I do not stay out late. And Redhead does not stay out late either.

I sent a text to Redhead saying, “Asshole is making a big deal about whether or not the car will be home by in the morning.”

I thought I sent that to Redhead. Somehow, I sent that to Asshole. Asshole wasn’t too happy and immediately called to tell me I had an attitude and he didn’t want none of it. This is where it gets amusing.

See, I have this character flaw. I can’t deal with bullshit and arrogant pricks who think they’re better than everybody around them. This is probably why me and Asshole get into a fight at least once a week. I told Asshole without even thinking that he was really one to talk, considering the line of bullshit he had tried to feed me the night before.

Oops. I think I crossed the line. He told me to come home, and do it now.

Ordinarily, I would tell him to take a flying leap. And I was begging to, trust me. Except for the part where I didn’t want to get arrested for Grand Theft Auto.

When Asshole first approached Redhead and I about moving in with him, he had to beg us. We didn’t want to live out on the edge of town, especially with no way to get back into town. It’s several miles that I severely do not want to walk on a daily basis. But he needed someone to room with him, because he couldn’t afford the place on his own. I asked him, why don’t you find a place that’s cheaper? There’s plenty of them in this town.

He wanted this place. This place was more his style. He has standards, you know.

I ignored that slap in the face and we negotiated. We needed transportation, and Asshole agreed to leave his truck with me during the day. I’d drop him off at class, then pick him up and take him to work.

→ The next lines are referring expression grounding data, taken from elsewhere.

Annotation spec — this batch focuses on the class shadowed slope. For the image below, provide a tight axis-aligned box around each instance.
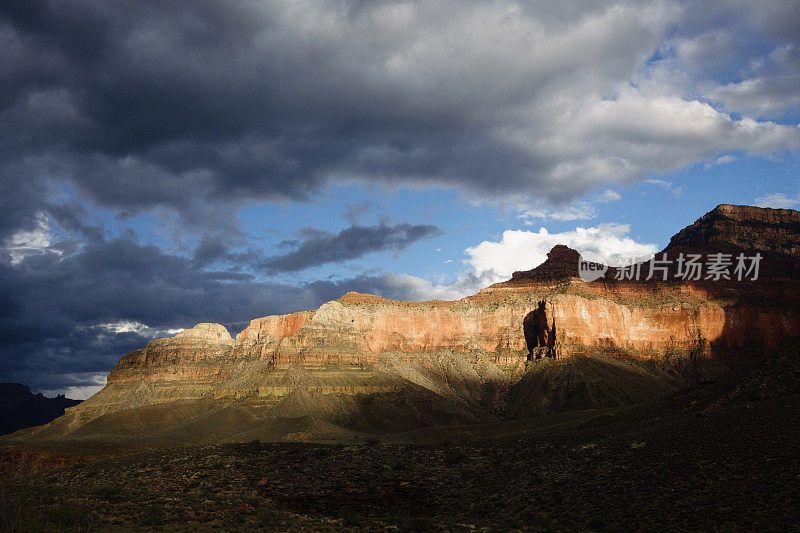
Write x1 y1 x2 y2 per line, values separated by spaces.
2 341 798 531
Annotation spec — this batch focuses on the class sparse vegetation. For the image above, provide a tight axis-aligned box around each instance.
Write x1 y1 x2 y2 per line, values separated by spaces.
3 343 798 531
2 362 798 531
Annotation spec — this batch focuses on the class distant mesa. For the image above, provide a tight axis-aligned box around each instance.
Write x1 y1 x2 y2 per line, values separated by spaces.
0 383 81 436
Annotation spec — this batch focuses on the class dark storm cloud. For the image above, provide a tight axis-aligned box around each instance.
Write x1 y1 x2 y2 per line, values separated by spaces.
0 234 447 393
343 201 376 225
262 222 442 273
192 222 441 272
192 234 231 267
3 0 797 241
44 202 105 242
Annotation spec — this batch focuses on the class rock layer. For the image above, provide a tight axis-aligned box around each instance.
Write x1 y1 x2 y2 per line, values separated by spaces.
17 205 800 440
668 204 800 255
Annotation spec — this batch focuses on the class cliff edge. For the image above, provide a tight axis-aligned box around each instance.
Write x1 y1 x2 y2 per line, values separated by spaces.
11 204 800 443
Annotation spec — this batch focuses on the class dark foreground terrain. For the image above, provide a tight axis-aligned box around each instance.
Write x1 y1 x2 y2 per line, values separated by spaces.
2 344 799 532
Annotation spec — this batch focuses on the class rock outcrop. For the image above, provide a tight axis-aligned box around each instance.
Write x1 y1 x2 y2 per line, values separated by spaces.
14 204 800 442
512 245 580 281
667 204 800 256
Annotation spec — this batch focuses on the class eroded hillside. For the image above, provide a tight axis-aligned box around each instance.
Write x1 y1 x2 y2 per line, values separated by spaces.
11 204 800 442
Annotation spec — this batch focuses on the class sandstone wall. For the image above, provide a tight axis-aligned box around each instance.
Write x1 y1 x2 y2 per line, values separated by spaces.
31 204 800 435
106 280 800 390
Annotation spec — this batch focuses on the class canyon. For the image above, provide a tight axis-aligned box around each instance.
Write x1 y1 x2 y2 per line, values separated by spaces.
13 204 800 443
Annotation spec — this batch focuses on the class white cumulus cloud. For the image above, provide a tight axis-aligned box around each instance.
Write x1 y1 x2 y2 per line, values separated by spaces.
465 223 659 283
755 191 800 209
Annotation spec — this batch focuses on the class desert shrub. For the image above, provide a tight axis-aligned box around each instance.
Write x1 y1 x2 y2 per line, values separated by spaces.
92 484 123 502
1 490 92 533
255 507 284 528
404 514 434 531
588 517 606 530
0 489 44 532
224 510 246 526
443 449 468 465
339 509 362 527
52 500 92 531
313 447 327 458
140 504 165 527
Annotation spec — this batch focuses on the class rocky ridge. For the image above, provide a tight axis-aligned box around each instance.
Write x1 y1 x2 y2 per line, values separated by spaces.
14 205 800 442
0 384 82 436
667 204 800 255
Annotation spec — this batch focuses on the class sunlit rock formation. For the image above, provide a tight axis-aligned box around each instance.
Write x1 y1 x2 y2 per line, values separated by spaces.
15 205 800 442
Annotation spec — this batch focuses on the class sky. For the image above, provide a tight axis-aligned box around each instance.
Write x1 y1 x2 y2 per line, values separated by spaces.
1 0 799 399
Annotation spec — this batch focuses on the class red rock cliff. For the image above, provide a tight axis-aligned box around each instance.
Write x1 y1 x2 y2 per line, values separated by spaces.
65 205 800 422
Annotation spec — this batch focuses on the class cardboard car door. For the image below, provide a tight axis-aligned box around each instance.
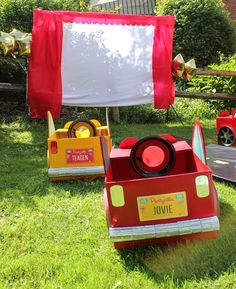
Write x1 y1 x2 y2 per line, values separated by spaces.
100 135 110 175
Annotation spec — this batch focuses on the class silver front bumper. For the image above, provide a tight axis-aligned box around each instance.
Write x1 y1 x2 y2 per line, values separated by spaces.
48 166 104 178
109 216 220 242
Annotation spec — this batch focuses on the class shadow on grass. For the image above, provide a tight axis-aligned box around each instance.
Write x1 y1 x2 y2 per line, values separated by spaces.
118 200 236 284
0 121 104 211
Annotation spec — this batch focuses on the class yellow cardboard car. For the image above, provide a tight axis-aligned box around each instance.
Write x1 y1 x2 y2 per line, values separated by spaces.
47 111 111 181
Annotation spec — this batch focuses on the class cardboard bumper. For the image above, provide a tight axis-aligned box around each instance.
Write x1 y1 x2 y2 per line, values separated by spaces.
108 216 219 242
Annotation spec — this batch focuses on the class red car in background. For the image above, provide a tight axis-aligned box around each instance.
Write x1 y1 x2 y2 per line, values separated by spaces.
217 109 236 147
205 108 236 183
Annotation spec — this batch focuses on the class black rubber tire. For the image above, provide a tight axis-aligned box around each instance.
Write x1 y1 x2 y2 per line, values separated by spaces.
68 119 97 138
130 136 176 178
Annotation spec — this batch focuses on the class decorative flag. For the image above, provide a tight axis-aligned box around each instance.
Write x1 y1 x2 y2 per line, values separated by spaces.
28 9 175 118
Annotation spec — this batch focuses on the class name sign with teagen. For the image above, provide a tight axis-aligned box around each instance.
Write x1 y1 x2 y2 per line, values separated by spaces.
66 148 94 163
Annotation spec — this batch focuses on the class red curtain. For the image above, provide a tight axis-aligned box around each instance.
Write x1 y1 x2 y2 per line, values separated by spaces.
28 10 63 118
28 10 174 118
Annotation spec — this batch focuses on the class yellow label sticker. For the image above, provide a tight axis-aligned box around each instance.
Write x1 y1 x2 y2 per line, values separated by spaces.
137 192 188 221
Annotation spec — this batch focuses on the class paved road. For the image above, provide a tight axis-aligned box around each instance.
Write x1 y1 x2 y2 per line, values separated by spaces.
206 144 236 183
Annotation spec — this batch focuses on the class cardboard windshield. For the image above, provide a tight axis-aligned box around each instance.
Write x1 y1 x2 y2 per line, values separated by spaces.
100 135 110 175
192 119 207 164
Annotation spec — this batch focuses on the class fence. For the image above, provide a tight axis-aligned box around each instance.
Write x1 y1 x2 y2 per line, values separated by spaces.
1 68 236 101
175 68 236 102
92 0 156 15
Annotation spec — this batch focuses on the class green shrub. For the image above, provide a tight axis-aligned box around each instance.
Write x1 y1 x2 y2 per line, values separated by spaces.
63 105 169 124
174 98 219 121
118 105 167 123
0 0 90 32
186 54 236 111
188 54 236 94
173 54 236 121
156 0 236 66
60 107 108 124
113 101 218 123
0 57 26 83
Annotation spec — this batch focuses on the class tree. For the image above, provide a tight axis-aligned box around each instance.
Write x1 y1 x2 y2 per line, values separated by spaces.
156 0 236 66
0 0 90 32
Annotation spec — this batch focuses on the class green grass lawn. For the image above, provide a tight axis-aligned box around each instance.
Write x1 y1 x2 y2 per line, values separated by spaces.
0 116 235 289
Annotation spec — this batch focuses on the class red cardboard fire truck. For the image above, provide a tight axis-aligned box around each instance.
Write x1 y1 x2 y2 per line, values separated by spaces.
101 121 220 249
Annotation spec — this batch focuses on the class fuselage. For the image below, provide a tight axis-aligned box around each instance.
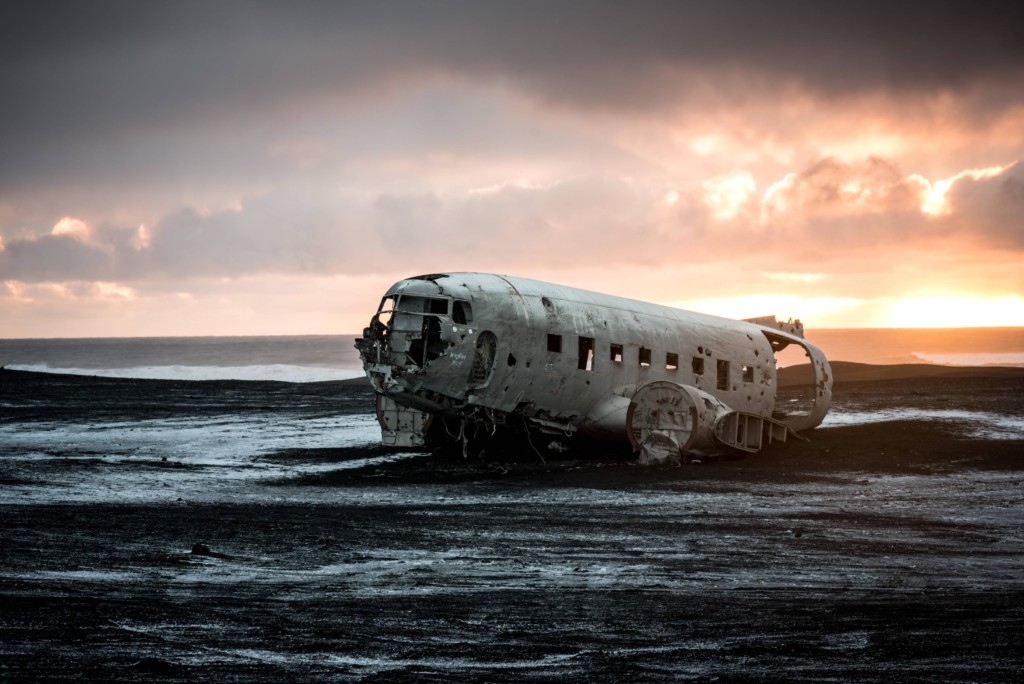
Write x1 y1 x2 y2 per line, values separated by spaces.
355 272 832 460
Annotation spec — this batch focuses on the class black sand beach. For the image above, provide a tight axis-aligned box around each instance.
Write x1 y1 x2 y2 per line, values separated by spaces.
1 365 1023 681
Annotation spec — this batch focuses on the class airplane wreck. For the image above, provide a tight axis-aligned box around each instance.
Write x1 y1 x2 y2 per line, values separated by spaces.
355 273 832 464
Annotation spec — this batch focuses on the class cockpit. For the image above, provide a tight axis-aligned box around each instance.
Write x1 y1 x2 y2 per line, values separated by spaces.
359 293 474 370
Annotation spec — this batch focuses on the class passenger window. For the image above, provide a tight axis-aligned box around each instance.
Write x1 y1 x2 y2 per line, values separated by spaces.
453 300 473 324
692 357 704 375
547 334 562 353
666 353 678 370
639 347 651 368
742 364 754 382
717 360 730 390
578 337 594 371
610 344 623 364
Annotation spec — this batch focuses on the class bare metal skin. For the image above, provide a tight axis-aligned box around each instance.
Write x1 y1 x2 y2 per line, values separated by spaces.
356 273 832 463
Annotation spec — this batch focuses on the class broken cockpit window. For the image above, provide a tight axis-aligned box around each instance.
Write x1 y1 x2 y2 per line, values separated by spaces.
453 300 473 324
408 315 445 367
397 296 449 315
427 298 448 315
377 296 396 327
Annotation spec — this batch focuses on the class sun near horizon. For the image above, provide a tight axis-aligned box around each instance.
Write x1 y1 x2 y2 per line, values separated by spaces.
3 281 1024 339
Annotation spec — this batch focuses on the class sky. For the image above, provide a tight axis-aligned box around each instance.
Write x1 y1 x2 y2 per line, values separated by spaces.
2 1 1023 337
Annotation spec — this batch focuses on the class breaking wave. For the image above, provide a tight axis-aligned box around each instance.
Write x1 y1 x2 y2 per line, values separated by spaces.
911 352 1024 367
5 363 364 383
824 408 1024 440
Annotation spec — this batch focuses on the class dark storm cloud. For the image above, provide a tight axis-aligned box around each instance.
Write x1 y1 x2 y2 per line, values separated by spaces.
131 190 373 279
3 1 1022 148
0 188 363 282
0 234 115 282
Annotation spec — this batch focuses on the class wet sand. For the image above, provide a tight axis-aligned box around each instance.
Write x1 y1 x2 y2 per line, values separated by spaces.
1 366 1023 681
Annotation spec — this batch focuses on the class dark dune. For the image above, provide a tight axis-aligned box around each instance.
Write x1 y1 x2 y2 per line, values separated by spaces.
780 360 1024 386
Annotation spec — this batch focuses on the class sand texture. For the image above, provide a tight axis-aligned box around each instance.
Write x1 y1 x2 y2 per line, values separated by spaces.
1 366 1022 681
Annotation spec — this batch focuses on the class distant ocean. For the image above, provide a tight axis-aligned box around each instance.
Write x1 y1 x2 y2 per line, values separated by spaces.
1 328 1022 382
0 335 364 383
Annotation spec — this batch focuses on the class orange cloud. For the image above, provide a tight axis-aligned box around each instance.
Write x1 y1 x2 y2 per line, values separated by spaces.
760 157 924 220
918 165 1009 216
702 172 756 221
50 217 91 241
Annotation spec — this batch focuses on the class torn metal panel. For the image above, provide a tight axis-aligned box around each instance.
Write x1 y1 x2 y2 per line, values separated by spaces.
742 315 805 339
355 272 833 463
376 394 432 447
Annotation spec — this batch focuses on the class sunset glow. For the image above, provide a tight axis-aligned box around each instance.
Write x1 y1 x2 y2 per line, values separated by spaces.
1 4 1022 336
889 296 1024 328
670 295 865 327
919 165 1009 216
50 217 90 240
703 172 756 221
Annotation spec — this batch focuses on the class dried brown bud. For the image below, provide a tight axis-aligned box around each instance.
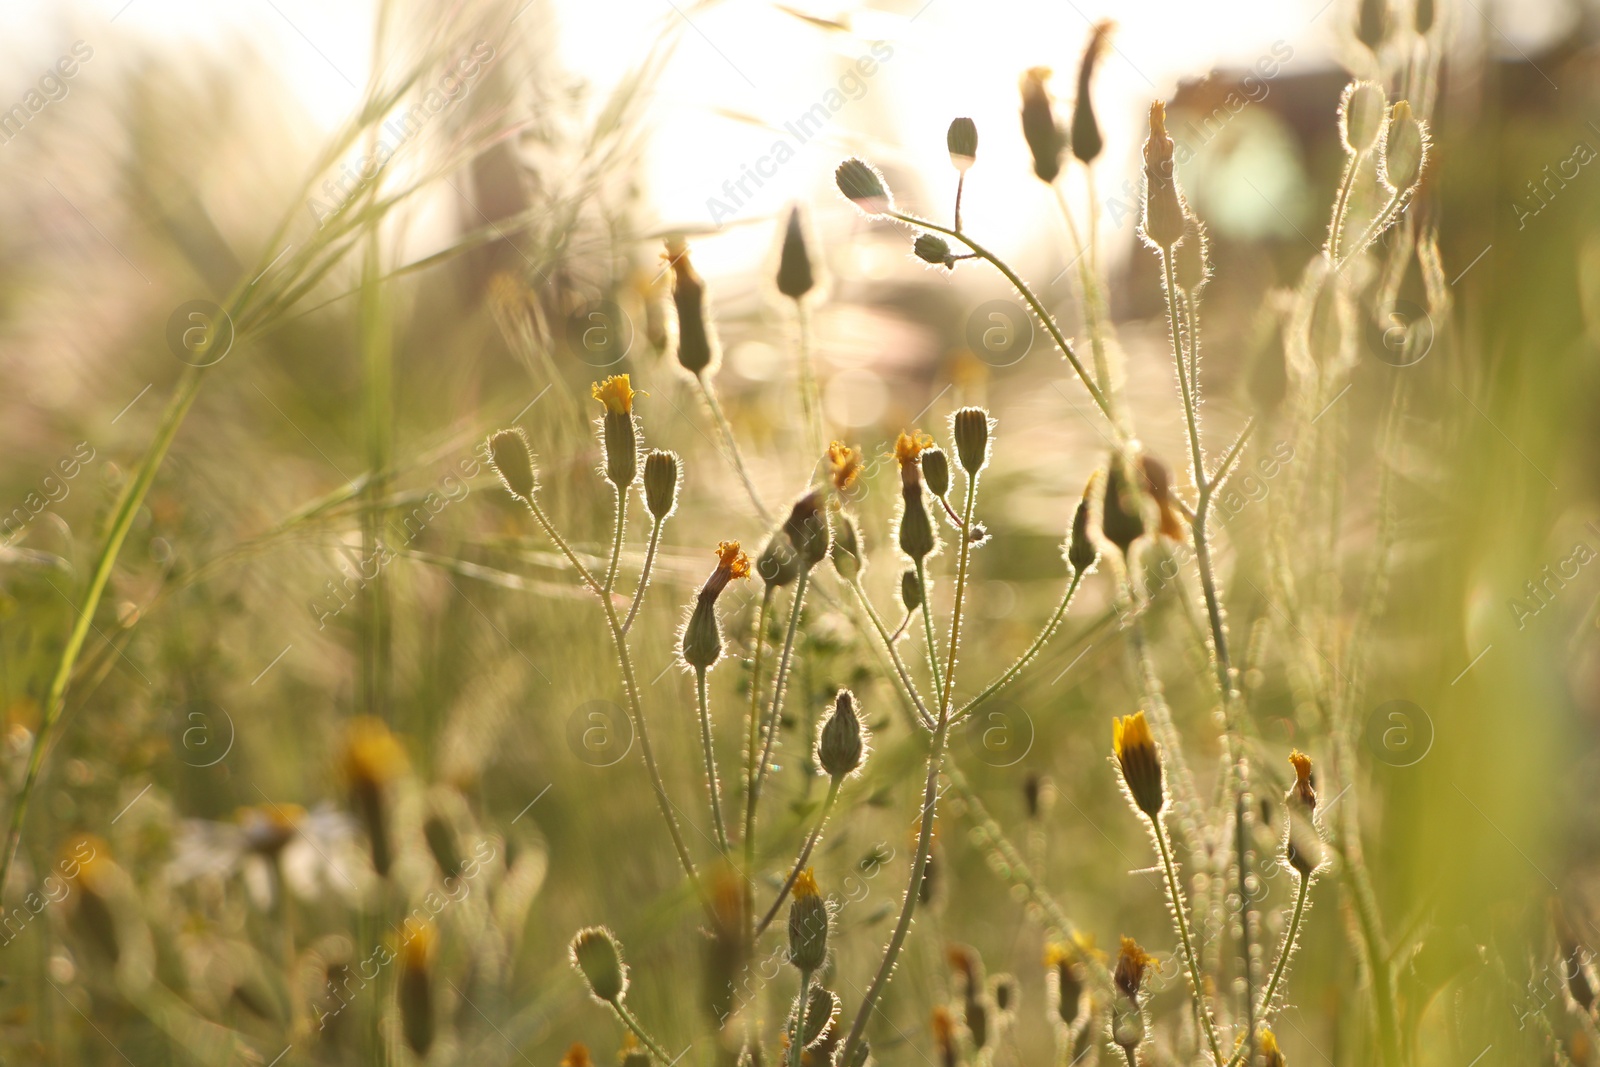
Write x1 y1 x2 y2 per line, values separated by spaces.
1141 101 1187 250
1020 68 1064 184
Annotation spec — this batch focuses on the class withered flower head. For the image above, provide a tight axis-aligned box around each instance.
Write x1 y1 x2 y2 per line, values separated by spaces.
1113 711 1165 819
1285 749 1324 877
894 430 933 470
1141 101 1188 250
785 490 831 568
682 542 751 670
1113 936 1153 1002
1288 750 1317 810
562 1044 594 1067
828 441 864 494
1259 1030 1287 1067
1071 21 1113 164
1020 67 1065 184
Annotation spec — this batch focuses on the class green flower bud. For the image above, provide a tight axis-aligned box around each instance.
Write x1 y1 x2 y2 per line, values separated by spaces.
681 543 751 670
1356 0 1390 52
1020 68 1064 184
787 870 829 974
784 491 830 569
592 376 639 489
570 926 628 1004
832 515 862 582
835 159 891 215
817 689 866 778
900 569 922 612
759 533 800 589
947 117 977 171
898 485 935 562
1067 481 1098 574
914 233 955 269
1070 22 1112 164
1415 0 1435 33
666 239 717 376
922 447 950 498
488 428 536 500
1101 456 1145 556
1381 100 1427 192
952 407 991 474
643 449 679 519
1141 102 1187 250
776 206 815 300
399 923 436 1055
789 985 840 1050
1339 80 1387 157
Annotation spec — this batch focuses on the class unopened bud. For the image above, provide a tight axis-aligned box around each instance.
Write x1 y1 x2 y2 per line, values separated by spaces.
1141 101 1187 250
914 233 955 269
947 117 978 172
570 926 628 1004
836 159 892 216
1101 456 1146 556
666 239 717 376
922 448 950 498
488 428 537 500
832 515 863 581
399 922 436 1055
787 869 829 974
1339 81 1387 157
759 533 800 589
1174 214 1210 293
1356 0 1390 52
776 206 816 300
901 569 922 612
1067 478 1098 573
952 407 991 474
1381 100 1427 192
818 689 867 778
1071 22 1113 164
784 491 830 568
1020 68 1064 184
643 449 679 519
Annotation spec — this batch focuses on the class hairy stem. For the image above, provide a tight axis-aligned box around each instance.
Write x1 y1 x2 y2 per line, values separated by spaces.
954 566 1085 724
1153 816 1223 1066
749 568 811 862
791 971 814 1067
743 587 774 946
756 777 841 936
696 666 731 855
613 1002 673 1064
604 485 629 596
621 515 663 636
696 373 773 524
915 559 945 710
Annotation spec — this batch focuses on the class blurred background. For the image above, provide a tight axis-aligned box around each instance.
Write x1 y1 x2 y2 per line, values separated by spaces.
1 0 1599 1064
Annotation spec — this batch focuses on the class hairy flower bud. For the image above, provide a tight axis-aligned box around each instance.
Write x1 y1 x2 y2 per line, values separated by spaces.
818 689 866 778
1381 100 1427 193
896 433 937 562
900 569 922 612
1339 80 1387 157
1101 455 1146 556
591 376 639 489
1071 22 1113 164
570 926 628 1004
682 542 751 670
1020 68 1064 184
1113 711 1165 818
759 533 800 589
836 159 892 216
787 869 829 974
947 117 977 171
921 447 950 499
832 515 863 582
666 239 717 376
1141 101 1188 250
1067 477 1098 573
914 233 955 269
488 428 537 500
643 449 679 520
784 491 830 569
1285 749 1324 876
1111 937 1152 1050
776 206 816 300
1174 214 1210 293
952 407 992 474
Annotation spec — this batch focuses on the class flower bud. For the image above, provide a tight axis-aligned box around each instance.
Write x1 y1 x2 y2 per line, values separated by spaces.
1141 101 1188 250
759 533 800 589
1111 937 1152 1051
1415 0 1434 33
787 869 829 974
399 921 436 1055
342 717 407 878
1020 68 1064 184
1070 22 1112 164
1285 749 1324 876
570 926 628 1004
1356 0 1390 52
666 239 717 376
836 159 892 216
1046 943 1085 1026
1175 214 1210 293
682 542 751 670
827 442 864 496
488 428 537 500
1101 455 1146 556
789 984 840 1050
952 407 991 474
1381 100 1427 192
1113 711 1165 819
921 448 950 499
899 487 935 562
591 376 639 489
1067 478 1098 574
776 205 816 300
784 491 831 569
1339 81 1387 157
914 233 955 269
643 449 679 520
947 117 977 171
620 1036 651 1067
832 514 863 581
900 569 922 612
818 689 866 778
423 808 461 881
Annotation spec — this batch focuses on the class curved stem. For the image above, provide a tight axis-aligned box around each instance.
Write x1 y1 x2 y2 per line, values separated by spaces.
612 1002 673 1064
1152 816 1223 1066
888 211 1112 424
750 568 810 858
696 666 730 855
1255 870 1312 1027
604 485 628 596
621 515 663 636
1333 188 1404 272
915 559 945 710
848 579 934 730
696 373 773 524
953 567 1085 725
1326 156 1359 260
756 778 841 936
516 494 602 595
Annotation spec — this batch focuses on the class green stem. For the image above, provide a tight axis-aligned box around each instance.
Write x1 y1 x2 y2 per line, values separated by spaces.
1153 817 1223 1066
1255 871 1311 1024
847 580 934 730
621 515 663 635
953 567 1084 724
1334 188 1404 272
791 971 814 1067
0 366 204 895
1327 156 1359 260
915 559 944 710
750 568 810 860
613 1002 673 1064
743 588 774 948
604 484 628 596
794 300 823 464
696 666 731 855
756 778 841 936
888 211 1112 424
516 494 602 594
1160 251 1209 504
697 374 773 525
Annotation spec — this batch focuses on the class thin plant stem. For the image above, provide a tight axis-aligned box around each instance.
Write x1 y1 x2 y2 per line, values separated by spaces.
791 971 814 1067
839 475 979 1066
743 587 774 948
1052 183 1117 410
953 173 966 232
794 300 823 463
1123 1047 1139 1067
1254 870 1311 1028
1334 188 1404 272
749 568 811 858
887 211 1113 424
1327 157 1359 260
915 559 945 710
621 515 663 635
1152 815 1223 1067
612 1002 673 1064
696 666 731 855
1234 792 1257 1066
953 567 1085 724
604 485 628 596
755 778 841 936
514 493 602 594
696 373 773 524
1160 251 1209 505
847 579 935 730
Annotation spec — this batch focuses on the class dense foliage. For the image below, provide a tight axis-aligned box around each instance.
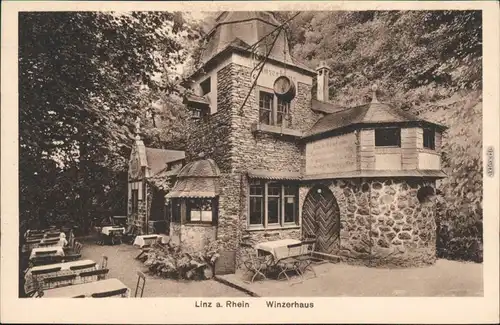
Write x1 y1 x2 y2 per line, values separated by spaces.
282 10 483 261
19 12 200 233
138 239 222 280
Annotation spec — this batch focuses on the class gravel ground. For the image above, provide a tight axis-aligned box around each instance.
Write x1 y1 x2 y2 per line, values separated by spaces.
219 258 483 297
79 239 248 297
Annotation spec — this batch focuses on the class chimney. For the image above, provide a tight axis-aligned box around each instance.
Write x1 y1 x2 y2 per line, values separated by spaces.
316 61 331 102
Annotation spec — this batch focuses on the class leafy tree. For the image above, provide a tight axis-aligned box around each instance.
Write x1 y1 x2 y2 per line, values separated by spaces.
19 12 200 232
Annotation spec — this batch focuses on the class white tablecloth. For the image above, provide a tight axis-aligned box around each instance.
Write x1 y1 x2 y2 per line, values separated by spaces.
133 234 168 248
40 278 130 298
101 226 125 236
29 246 65 260
255 239 305 260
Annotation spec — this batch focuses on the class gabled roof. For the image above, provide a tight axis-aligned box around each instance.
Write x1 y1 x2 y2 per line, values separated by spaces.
304 100 447 138
145 147 185 176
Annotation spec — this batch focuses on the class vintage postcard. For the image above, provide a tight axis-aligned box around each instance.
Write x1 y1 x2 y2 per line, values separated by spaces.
1 0 499 324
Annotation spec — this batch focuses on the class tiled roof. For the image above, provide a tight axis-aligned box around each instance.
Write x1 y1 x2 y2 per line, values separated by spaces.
304 101 447 138
166 159 221 199
304 169 447 180
177 159 220 178
145 147 185 176
311 99 344 114
247 169 302 180
165 177 219 198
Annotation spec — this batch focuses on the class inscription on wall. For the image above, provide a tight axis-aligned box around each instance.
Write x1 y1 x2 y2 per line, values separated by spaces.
306 133 357 175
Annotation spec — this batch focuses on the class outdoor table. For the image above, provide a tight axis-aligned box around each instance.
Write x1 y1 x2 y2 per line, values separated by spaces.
255 239 306 263
133 234 167 248
29 246 65 260
24 259 98 294
38 278 130 298
101 226 125 236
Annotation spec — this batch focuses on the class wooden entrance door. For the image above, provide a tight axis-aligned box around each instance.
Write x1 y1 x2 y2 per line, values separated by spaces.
302 186 340 254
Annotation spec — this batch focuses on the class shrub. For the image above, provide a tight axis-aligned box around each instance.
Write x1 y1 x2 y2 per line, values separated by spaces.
138 239 223 280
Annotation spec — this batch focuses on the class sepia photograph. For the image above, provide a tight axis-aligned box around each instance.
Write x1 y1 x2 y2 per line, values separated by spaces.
1 1 499 324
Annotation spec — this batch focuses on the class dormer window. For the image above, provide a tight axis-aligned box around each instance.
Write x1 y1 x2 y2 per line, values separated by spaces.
375 128 401 147
423 128 435 150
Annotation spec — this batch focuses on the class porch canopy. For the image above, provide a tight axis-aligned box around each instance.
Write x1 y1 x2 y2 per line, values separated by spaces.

That way I would be able to go job hunting, pick up and drop off Redhead at work as needed, and be able to make it to all my doctor’s appointments. And it worked fine.

Until I bucked against him and refused to submit to his will. Then he tells me to bring his car home, and right now.

So I do. But not after driving clear to the other side of town to buy cigarettes (and waste gas), and letting some air out of each of his tires. Not all of it, just enough to be a nuisance.

I know. Petty and juvenile. But he pissed me off, and I’ve been taking a lot of shit from him since we moved in. My pride is severely wounded.

I text Redhead and let him know what’s going on. About an hour later, him and his friend come home, bellowing at the top of their lungs.

My heroes.

Asshole got up and went to Arrowhead Stadium. He came back real late that night, and for two days in a row, has gotten up, and instead of the usual having either myself or the Princess drop him off at class or work, he has taken himself, and kept the truck with him.

I mentioned this to Redhead. I think my driving privileges have been revoked because I refuse to kiss his ass. Redhead calls him. “Have her driving privileges been revoked?” No, of course not. “Because it sure as hell seems like it. Every time she needs the truck to get somewhere, you have it, and you aren’t due home for hours. Convenient.”

I still have driving privileges, apparently. It’s just getting my hands on the fucking keys to the truck that’s the hard part.

Redhead and I are moving out as soon as I find a new job. And we’ll laugh and watch Asshole and Princess flounder and drown under the weight of their own egos.